O Espiritismo tem, portanto, uma visão global do conhecimento.
Dentro dessa concepção, que transcende a toda e qualquer
posição unilateral, podemos muito bem considerar certos
fenômenos à luz da Doutrina Espírita, ainda que
esses fenômenos ocorram em searas estranhas. Não nos
esqueçamos de que o Espiritismo tem relação com
diversas ciências.
Se, por exemplo, surge um conceito novo de matéria, devido
a uma pesquisa especial ou revolucionária, podemos e devemos
testar esse conceito com o Espiritismo e verificar, depois disso,
se há realmente alguma novidade ou se advém daí
algum enriquecimento para a Doutrina. Há ocasiões em
que certas novidades são apenas rótulos, mas também
há ocasiões em que se colhe alguma coisa interessante
para aumentar o cabedal que a doutrina já consagrou no tempo
e no espaço; o que não está certo, o que não
é atitude espírita é ignorar um fenômeno
ou não tomar conhecimento de uma descoberta científica,
seja lá onde for, venha por quem vier, desde que nesse fenômeno
ou nessa descoberta haja um aspecto positivo, haja um ponto de interesse
para o Espiritismo. Até mesmo no campo do materialismo —
e nisto se vê a liberalidade e amplitude do Espiritismo —
se aparecer uma verdade ou se alguém revelar um fato novo,
essa verdade ou esse fato deve merecer a nossa atenção.

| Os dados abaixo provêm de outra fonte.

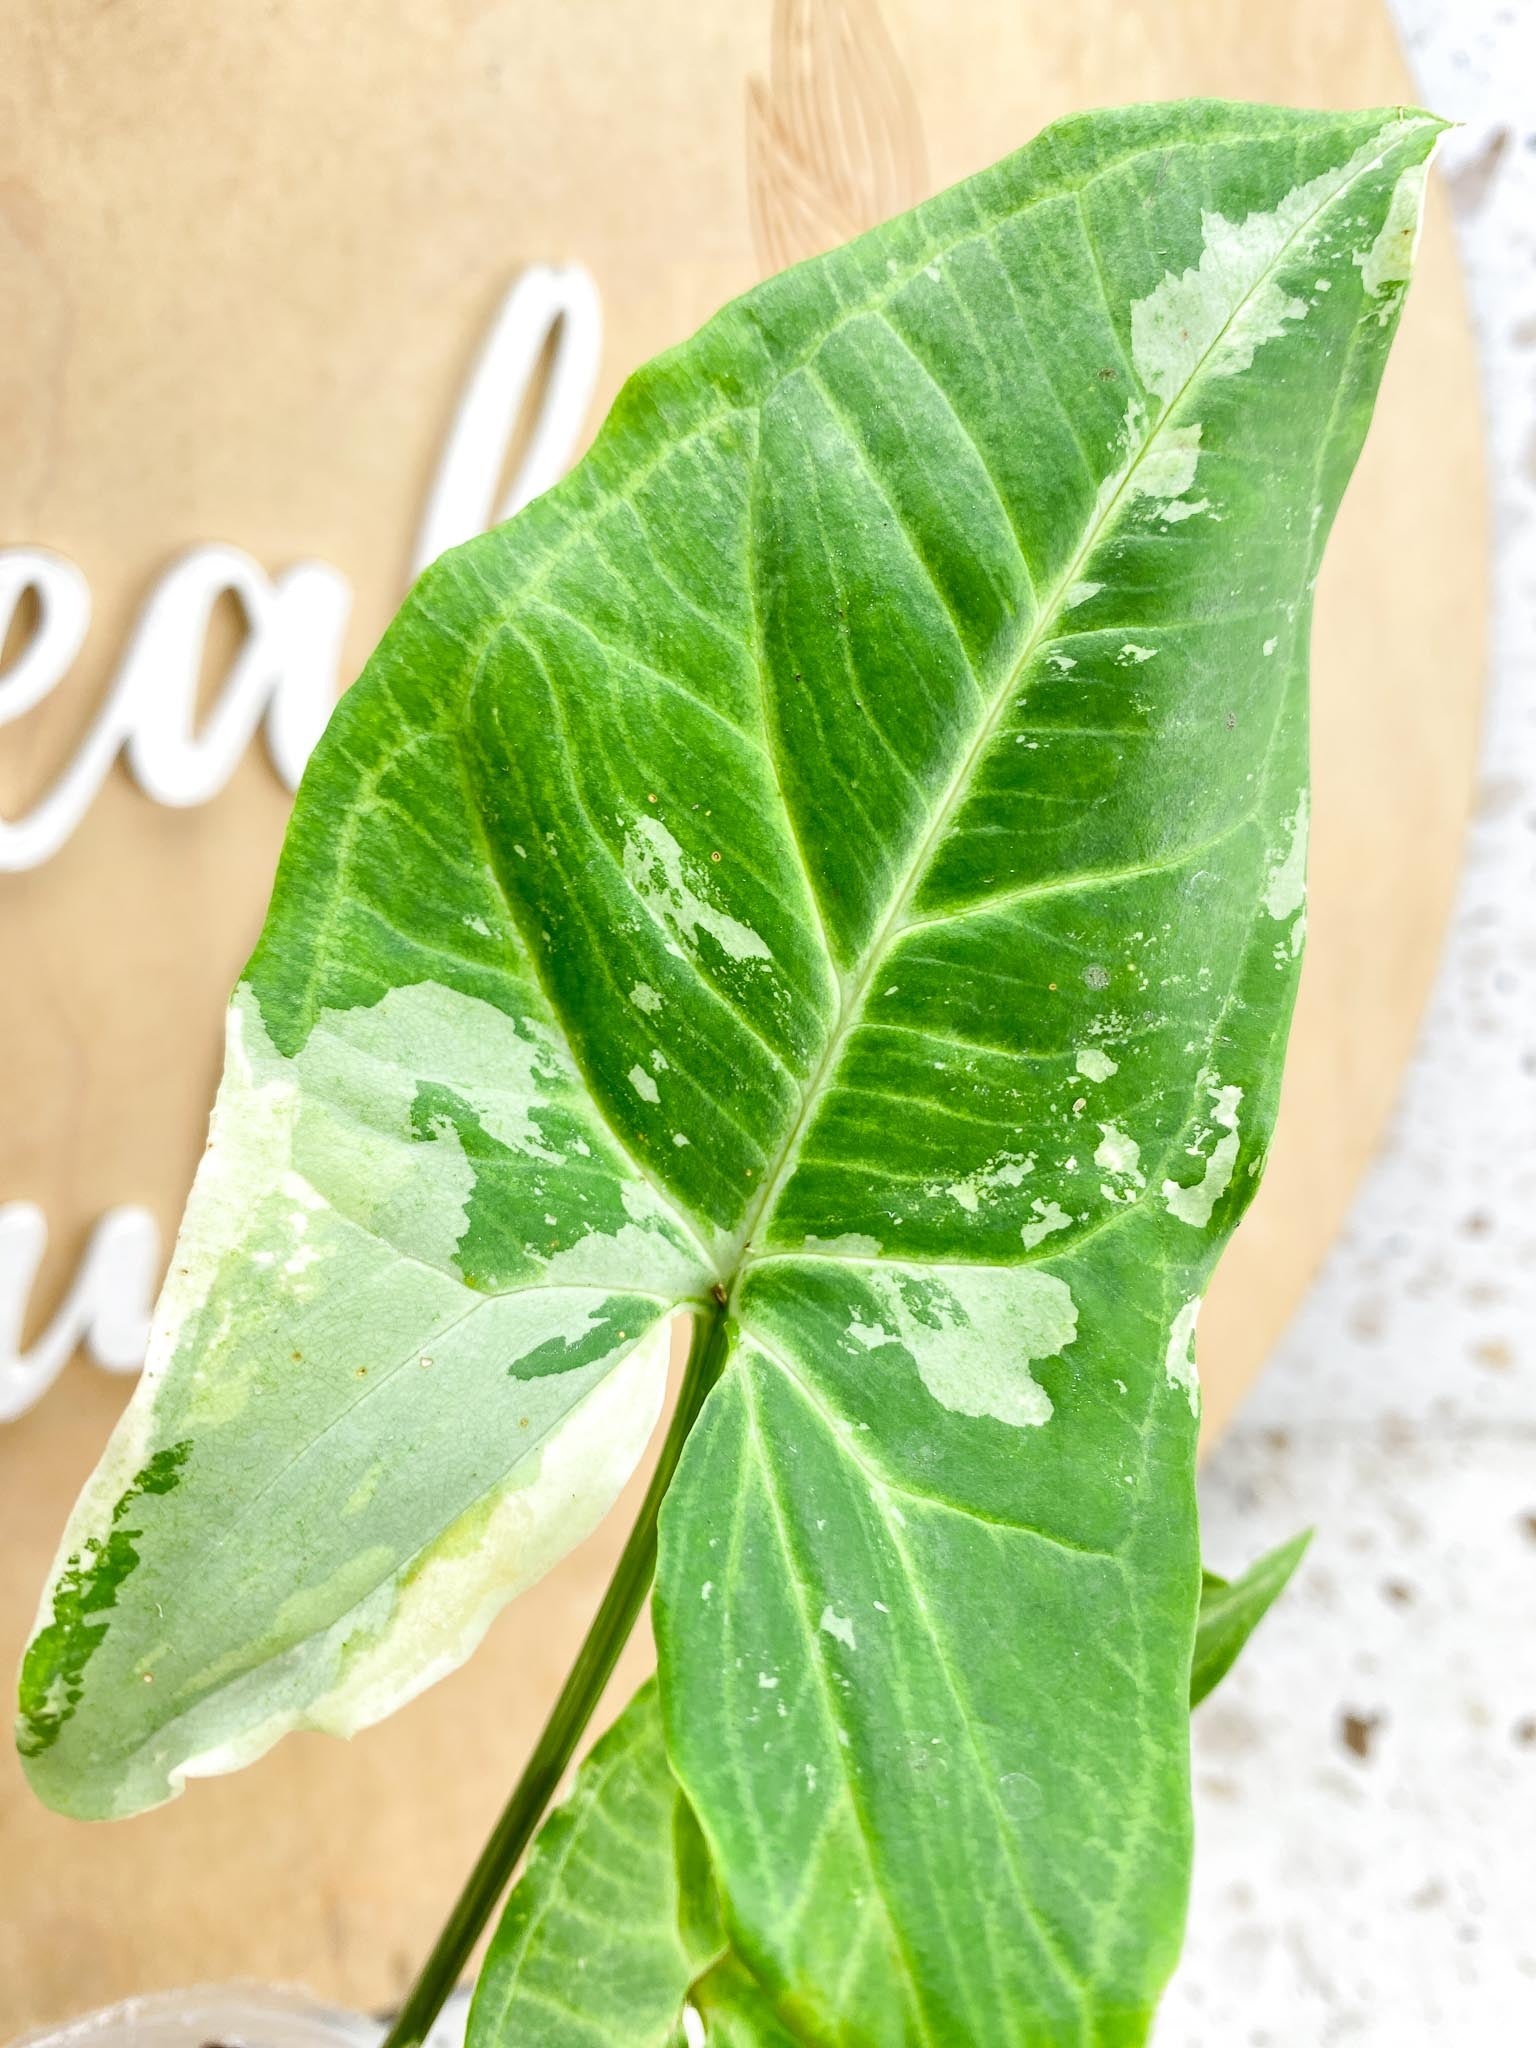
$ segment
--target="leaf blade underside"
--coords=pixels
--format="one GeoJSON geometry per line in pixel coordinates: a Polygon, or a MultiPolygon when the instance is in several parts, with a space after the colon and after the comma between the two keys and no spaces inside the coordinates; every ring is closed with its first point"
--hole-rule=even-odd
{"type": "Polygon", "coordinates": [[[46,1797],[134,1810],[448,1668],[718,1287],[656,1613],[743,1964],[816,2041],[1144,2038],[1194,1321],[1438,126],[1064,123],[727,308],[422,578],[305,778],[29,1655],[46,1797]]]}
{"type": "Polygon", "coordinates": [[[725,1948],[702,1854],[650,1681],[539,1832],[475,1987],[469,2048],[671,2048],[689,1987],[725,1948]]]}
{"type": "Polygon", "coordinates": [[[696,2048],[700,2026],[716,2048],[800,2038],[731,1950],[648,1681],[539,1831],[491,1938],[468,2048],[696,2048]]]}

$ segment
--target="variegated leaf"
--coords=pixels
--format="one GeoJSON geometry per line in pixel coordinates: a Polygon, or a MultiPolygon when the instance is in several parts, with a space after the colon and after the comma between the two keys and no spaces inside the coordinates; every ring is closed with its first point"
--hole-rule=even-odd
{"type": "Polygon", "coordinates": [[[662,1705],[775,2024],[1144,2038],[1195,1318],[1438,126],[1066,122],[727,308],[423,577],[305,778],[28,1656],[46,1797],[447,1669],[613,1497],[686,1306],[729,1356],[662,1705]]]}

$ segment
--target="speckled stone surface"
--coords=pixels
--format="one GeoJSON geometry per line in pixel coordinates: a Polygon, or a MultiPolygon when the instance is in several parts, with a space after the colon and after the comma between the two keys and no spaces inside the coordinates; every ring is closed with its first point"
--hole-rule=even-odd
{"type": "Polygon", "coordinates": [[[1536,0],[1395,0],[1446,138],[1497,530],[1482,782],[1390,1141],[1205,1474],[1296,1585],[1196,1719],[1158,2048],[1536,2042],[1536,0]]]}

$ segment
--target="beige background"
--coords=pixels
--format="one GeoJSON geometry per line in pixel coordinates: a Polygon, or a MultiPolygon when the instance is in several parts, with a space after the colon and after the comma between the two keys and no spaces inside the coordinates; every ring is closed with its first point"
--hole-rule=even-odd
{"type": "MultiPolygon", "coordinates": [[[[57,772],[136,607],[191,543],[345,570],[356,667],[400,590],[465,370],[524,263],[593,272],[606,402],[749,284],[760,249],[784,260],[861,208],[901,203],[904,181],[948,183],[1075,107],[1404,89],[1375,0],[884,0],[905,87],[867,5],[805,12],[832,94],[820,102],[786,89],[784,7],[769,79],[770,0],[10,0],[0,544],[71,556],[95,619],[77,672],[0,735],[0,808],[15,815],[57,772]],[[862,169],[836,139],[858,122],[815,118],[854,104],[878,158],[862,169]],[[825,203],[791,205],[807,172],[825,203]]],[[[1320,590],[1312,948],[1275,1162],[1202,1329],[1213,1422],[1336,1227],[1411,1039],[1466,803],[1481,564],[1471,351],[1437,201],[1320,590]]],[[[159,809],[117,771],[55,860],[0,877],[0,1199],[49,1217],[39,1314],[103,1208],[149,1201],[167,1226],[179,1208],[286,801],[259,749],[201,810],[159,809]]],[[[0,1664],[122,1394],[76,1365],[0,1429],[0,1664]]],[[[236,1972],[360,2003],[397,1993],[616,1541],[617,1524],[388,1727],[346,1748],[290,1741],[143,1820],[57,1820],[7,1755],[0,2031],[236,1972]]]]}

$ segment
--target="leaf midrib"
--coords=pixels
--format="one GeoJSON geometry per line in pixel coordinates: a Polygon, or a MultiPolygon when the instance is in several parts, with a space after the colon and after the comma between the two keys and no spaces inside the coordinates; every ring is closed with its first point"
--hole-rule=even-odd
{"type": "MultiPolygon", "coordinates": [[[[758,1449],[757,1469],[763,1488],[764,1501],[773,1521],[775,1540],[785,1561],[792,1563],[794,1544],[784,1520],[784,1506],[780,1496],[778,1474],[775,1472],[772,1461],[767,1455],[762,1420],[757,1412],[757,1401],[752,1388],[751,1376],[745,1373],[741,1374],[738,1384],[742,1389],[742,1408],[747,1428],[758,1449]]],[[[804,1629],[807,1638],[814,1640],[810,1613],[806,1607],[802,1590],[804,1584],[803,1576],[791,1570],[788,1575],[788,1583],[790,1598],[799,1614],[800,1625],[804,1629]]],[[[814,1675],[816,1690],[821,1696],[822,1713],[828,1727],[833,1731],[835,1743],[836,1732],[843,1725],[842,1717],[838,1712],[837,1699],[828,1683],[827,1673],[820,1658],[813,1655],[810,1659],[810,1667],[814,1675]]],[[[927,2004],[922,1995],[920,1973],[910,1952],[909,1937],[902,1926],[900,1917],[892,1910],[890,1900],[886,1895],[883,1874],[876,1867],[874,1857],[870,1853],[869,1845],[874,1839],[874,1830],[870,1826],[869,1816],[863,1810],[858,1786],[846,1770],[841,1771],[839,1775],[842,1778],[844,1789],[852,1804],[858,1824],[857,1839],[863,1851],[864,1867],[869,1873],[870,1889],[880,1901],[881,1913],[885,1919],[889,1934],[889,1947],[886,1953],[893,1961],[899,1964],[901,1975],[906,1979],[913,2017],[917,2020],[921,2029],[924,2048],[936,2048],[929,2026],[927,2004]]]]}
{"type": "MultiPolygon", "coordinates": [[[[1067,592],[1074,583],[1081,580],[1082,569],[1091,559],[1105,535],[1112,528],[1116,516],[1125,504],[1127,489],[1136,476],[1137,471],[1145,461],[1148,453],[1156,445],[1164,427],[1168,425],[1174,415],[1180,410],[1190,392],[1204,375],[1212,358],[1225,343],[1235,323],[1246,312],[1264,286],[1290,260],[1293,251],[1310,235],[1315,223],[1321,216],[1336,203],[1351,185],[1380,165],[1388,149],[1391,147],[1391,141],[1396,139],[1391,131],[1387,131],[1387,134],[1390,139],[1384,139],[1380,149],[1367,161],[1362,163],[1357,157],[1352,157],[1348,162],[1340,166],[1337,182],[1329,188],[1326,195],[1305,218],[1297,223],[1292,232],[1286,236],[1273,258],[1254,277],[1248,289],[1243,293],[1243,296],[1223,321],[1218,332],[1213,336],[1204,353],[1191,368],[1189,375],[1184,379],[1172,398],[1169,399],[1135,455],[1121,471],[1119,482],[1115,487],[1112,497],[1106,501],[1096,516],[1089,521],[1075,553],[1052,586],[1045,603],[1036,615],[1034,625],[1025,636],[1017,657],[1012,666],[1005,672],[1003,680],[994,694],[992,704],[980,722],[975,738],[951,775],[949,783],[933,813],[928,829],[918,842],[916,852],[907,865],[901,886],[893,894],[890,908],[870,938],[864,963],[858,973],[852,978],[839,976],[836,963],[831,959],[829,953],[828,968],[838,983],[839,988],[837,1014],[832,1030],[828,1034],[827,1042],[822,1049],[821,1057],[807,1078],[801,1095],[800,1110],[784,1140],[778,1165],[771,1177],[765,1177],[762,1191],[756,1200],[748,1206],[746,1216],[734,1241],[731,1256],[722,1262],[729,1268],[728,1291],[733,1300],[742,1278],[752,1263],[753,1235],[765,1222],[772,1222],[773,1212],[778,1205],[780,1196],[793,1176],[795,1167],[799,1163],[805,1137],[824,1099],[825,1084],[840,1062],[849,1037],[862,1019],[864,1004],[876,971],[881,966],[889,947],[907,929],[909,922],[907,912],[910,910],[917,891],[926,877],[934,854],[947,834],[950,824],[953,822],[955,813],[969,794],[975,770],[997,735],[1004,715],[1009,708],[1013,692],[1019,687],[1021,678],[1041,648],[1054,638],[1053,629],[1059,624],[1065,612],[1067,592]]],[[[812,351],[807,360],[813,362],[818,353],[819,349],[812,351]]],[[[1148,395],[1150,396],[1150,394],[1148,395]]],[[[899,513],[897,517],[900,517],[899,513]]],[[[755,556],[752,559],[755,561],[755,556]]],[[[760,648],[759,675],[761,676],[761,674],[762,656],[760,648]]],[[[773,748],[766,718],[764,720],[764,739],[769,747],[770,754],[772,754],[773,748]]],[[[779,779],[776,757],[774,760],[774,772],[775,778],[779,779]]],[[[809,873],[806,873],[805,881],[807,891],[812,899],[817,921],[821,923],[821,906],[816,896],[815,884],[811,880],[809,873]]],[[[924,920],[924,922],[932,922],[932,920],[924,920]]],[[[1144,1199],[1144,1196],[1138,1197],[1135,1202],[1128,1203],[1126,1208],[1133,1209],[1139,1206],[1140,1202],[1144,1199]]]]}

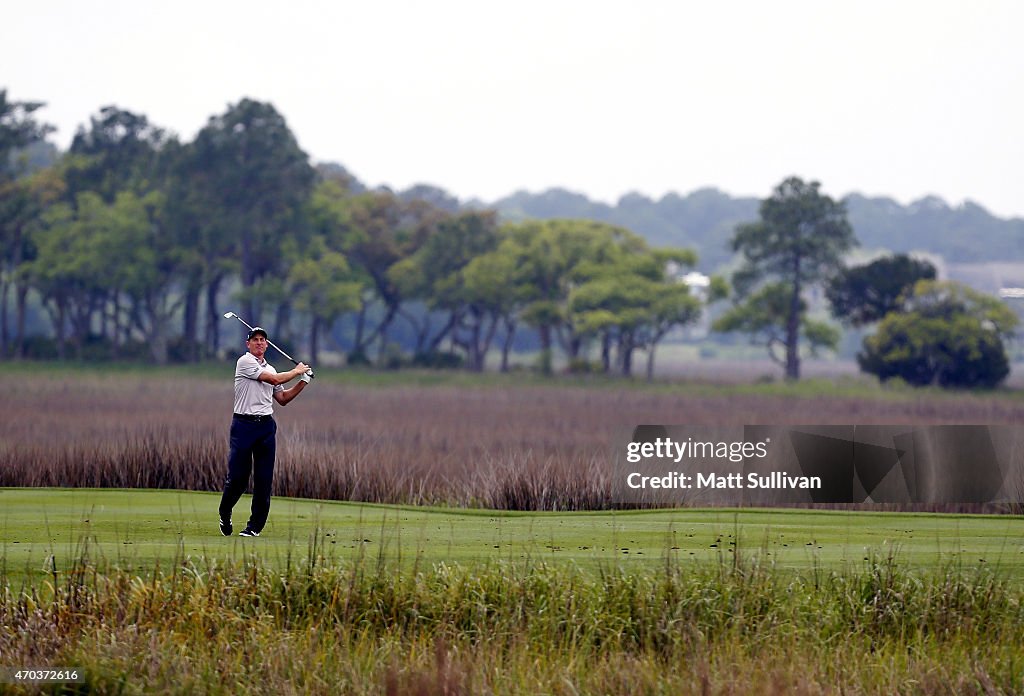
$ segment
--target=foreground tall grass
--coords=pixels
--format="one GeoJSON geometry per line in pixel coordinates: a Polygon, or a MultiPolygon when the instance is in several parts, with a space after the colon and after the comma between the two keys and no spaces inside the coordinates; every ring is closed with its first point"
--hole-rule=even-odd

O Espiritismo não pode ignorar a desintegração
atômica, como não pode ficar indiferente às viagens
interplanetárias nem deve permanecer alheio às investigações
da Parapsicologia ou de qualquer outra escola que estude o psiquismo
humano, apesar das divergências de interpretação.
Cabe ao Espiritismo, nesta mesma ordem de ideias, mostrar os exageros
e os equívocos da Psicanálise, mas não deve tomar
atitude hostil ou repelir a investigação psicanalítica,
a não ser quando essa investigação se desgarra
do verdadeiro espírito científico, Enveredando pela
desonestidade ou pelos recursos interesseiros. Fora disto, no terreno
elevado ou imparcial da perquirição científica,
o Espiritismo não pretende condenar coisa alguma, porque lhe
cumpre observar e analisar sempre. Este, na realidade, é o
espírito da Doutrina. Cabe, agora, aos seus adeptos a parte
de execução, que é nada mais nada menos, a afirmação
desse espírito em seus comportamentos perante as solicitações
da cultura e as circunstâncias da vida.
Se aparece uma teoria nova, por mais discrepante que ela se nos afigure,
o que devemos fazer é examiná-la, criticá-la
se for necessário, mas nunca devemos chegar ao extremo das
reprovações inquisitoriais, pois o Espiritismo também
não receia a luz de nenhuma teoria ou ideia renovadora. Em
nenhum caso, fosse qual fosse o pretexto, seria admissível
o imprimatur no meio espírita.
O campo das ideias deve ser livre, tanto quanto é livre o campo
da crítica e da discordância. Não importa que
uma obra venha do Alto ou tenha origem terrena, pois todas as ideias,
qualquer que seja a fonte ou o veículo, podem ser criticadas
ou rejeitadas. Fora disto, não compreendemos o comportamento
espírita.
Se assim procedemos, ou devemos proceder, em consonância com
o caráter da Doutrina, é claro que temos condições
para resistir a quaisquer teorias ou mensagens fantasiosas, evitando
o perigo de se incorporar à Doutrina, como se com ela estivesse
de completo acordo, o fruto de simples suposições particulares,
tanto faz de espírito desencarnado como encarnado.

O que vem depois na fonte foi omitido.